Поделиться через


JSON parsing 10x faster than XML parsing

Usually, when people talk about the performance of JSON in SQL Server, they are starting with “JSON is not actually a native type, it is just a plain text” and imply that it is probably too slow. It is true that JSON is stored as NVARCHAR and that there is no special type like for XML or Spatial. However, it does not imply that performance is worse than performance of full-blown types. NVARCHAR is not a plain text as someone would assume – it is probably the most optimized non-scalar type in SQL Server. JSON leverages simplicity of NVARCHAR and this might be one of the biggest strengths and not weaknesses. In this post, I will compare performance of XML and JSON in a simple scenario – accessing a field on a specified path, and show that paring JSON plain text might be 10x faster than using native types.

Experiment

In this experiment, I’m using the same structure of JSON and XML and trying to get a value on the specified path (XPATH for XML and JSON path for JSON). Here are sample JSON/XML documents used in this experiment.

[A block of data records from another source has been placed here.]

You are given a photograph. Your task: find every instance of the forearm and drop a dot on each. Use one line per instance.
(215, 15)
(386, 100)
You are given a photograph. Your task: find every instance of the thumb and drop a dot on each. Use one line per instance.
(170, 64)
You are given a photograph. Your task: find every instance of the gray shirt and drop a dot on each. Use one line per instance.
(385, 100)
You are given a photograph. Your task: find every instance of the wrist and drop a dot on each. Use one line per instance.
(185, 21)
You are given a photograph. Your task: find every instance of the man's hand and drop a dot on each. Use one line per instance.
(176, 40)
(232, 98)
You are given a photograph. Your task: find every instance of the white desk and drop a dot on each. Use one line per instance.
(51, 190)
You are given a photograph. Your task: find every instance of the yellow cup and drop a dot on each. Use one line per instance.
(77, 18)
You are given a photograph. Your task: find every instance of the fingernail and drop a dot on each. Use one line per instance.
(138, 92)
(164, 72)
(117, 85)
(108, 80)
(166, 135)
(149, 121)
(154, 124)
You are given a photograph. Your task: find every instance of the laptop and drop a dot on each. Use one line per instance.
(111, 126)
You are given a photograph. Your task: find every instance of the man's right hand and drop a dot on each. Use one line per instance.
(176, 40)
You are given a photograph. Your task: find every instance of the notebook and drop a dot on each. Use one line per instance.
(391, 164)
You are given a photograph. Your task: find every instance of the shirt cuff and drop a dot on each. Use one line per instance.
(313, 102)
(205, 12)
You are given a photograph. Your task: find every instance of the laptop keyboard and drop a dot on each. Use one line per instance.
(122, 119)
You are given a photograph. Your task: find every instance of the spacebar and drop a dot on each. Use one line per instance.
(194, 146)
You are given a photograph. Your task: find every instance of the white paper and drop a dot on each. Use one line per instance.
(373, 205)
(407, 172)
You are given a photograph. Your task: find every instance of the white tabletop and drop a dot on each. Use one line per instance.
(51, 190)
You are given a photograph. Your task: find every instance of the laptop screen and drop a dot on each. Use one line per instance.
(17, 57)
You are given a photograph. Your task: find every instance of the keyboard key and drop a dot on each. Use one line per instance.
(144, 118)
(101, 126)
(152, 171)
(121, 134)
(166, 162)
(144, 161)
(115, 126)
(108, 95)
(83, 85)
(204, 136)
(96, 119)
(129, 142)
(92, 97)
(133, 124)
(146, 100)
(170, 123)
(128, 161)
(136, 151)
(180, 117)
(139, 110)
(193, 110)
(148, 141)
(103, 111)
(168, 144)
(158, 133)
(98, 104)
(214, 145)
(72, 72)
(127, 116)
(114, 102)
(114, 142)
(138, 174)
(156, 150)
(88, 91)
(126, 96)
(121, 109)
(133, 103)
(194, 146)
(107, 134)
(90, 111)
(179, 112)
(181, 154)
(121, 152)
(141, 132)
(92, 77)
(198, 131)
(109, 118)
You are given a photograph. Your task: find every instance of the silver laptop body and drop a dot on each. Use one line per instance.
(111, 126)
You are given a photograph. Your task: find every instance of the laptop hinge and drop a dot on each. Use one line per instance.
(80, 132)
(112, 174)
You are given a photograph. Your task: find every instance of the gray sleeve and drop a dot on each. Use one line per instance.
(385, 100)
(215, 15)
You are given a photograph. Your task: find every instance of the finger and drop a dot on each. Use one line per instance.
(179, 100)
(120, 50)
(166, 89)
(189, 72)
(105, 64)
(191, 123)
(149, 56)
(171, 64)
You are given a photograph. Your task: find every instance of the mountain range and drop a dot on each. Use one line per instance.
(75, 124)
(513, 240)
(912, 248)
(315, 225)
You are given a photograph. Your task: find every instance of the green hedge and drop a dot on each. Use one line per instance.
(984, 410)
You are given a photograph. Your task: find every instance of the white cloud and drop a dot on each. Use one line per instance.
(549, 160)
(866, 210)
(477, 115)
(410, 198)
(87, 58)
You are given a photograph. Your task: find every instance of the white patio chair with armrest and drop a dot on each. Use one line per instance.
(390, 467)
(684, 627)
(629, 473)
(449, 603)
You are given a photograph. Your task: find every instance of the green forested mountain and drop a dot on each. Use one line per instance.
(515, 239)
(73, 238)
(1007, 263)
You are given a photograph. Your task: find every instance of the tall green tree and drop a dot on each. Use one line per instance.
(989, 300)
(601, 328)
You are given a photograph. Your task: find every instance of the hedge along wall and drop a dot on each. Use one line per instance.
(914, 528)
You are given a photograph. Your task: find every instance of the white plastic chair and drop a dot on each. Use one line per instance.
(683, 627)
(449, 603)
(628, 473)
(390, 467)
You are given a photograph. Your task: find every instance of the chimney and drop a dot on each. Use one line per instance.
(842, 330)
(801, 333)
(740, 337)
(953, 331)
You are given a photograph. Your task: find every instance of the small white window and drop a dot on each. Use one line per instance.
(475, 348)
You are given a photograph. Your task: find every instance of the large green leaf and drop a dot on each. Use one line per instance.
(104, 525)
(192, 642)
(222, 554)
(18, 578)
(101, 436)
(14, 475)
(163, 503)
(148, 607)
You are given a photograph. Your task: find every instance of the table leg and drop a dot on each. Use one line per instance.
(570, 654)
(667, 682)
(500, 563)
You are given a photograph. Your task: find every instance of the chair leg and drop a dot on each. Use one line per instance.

 DECLARE @json AS NVARCHAR(200) = '{"Root":{"ProductDescription":{"ProductID":"1","ProductName": "Road Bike","Features": {"Warranty": "1 year parts and labor","Maintenance": "3 year parts and labor extended maintenance is available"}}}}'
 DECLARE @xml as xml = N'<?xml version="1.0"?><Root><ProductDescription><Features><Maintenance>3 year parts and labor extended maintenance is available</Maintenance><Warranty>1 year parts and labor</Warranty></Features><ProductID>1</ProductID><ProductName>Road Bike</ProductName></ProductDescription></Root>'

XML text is slightly bigger, but it is pre-parsed into strongly typed XML variable so I’m not counting the time needed to process XML (this is even the best case for XML variable although sometime not realisic case).
I’m measuring the time needed to get the value both from XML and JSON on a specified path.

I have used the following code to test XML value method:

 set @dt1 = SYSDATETIME()
set @s = @xml.value('(/Root/ProductDescription/ProductName)[1]', 'nvarchar(4000)')
set @dt2 = SYSDATETIME()
set @spentTime += DATEDIFF(nanosecond, @dt1, @dt2)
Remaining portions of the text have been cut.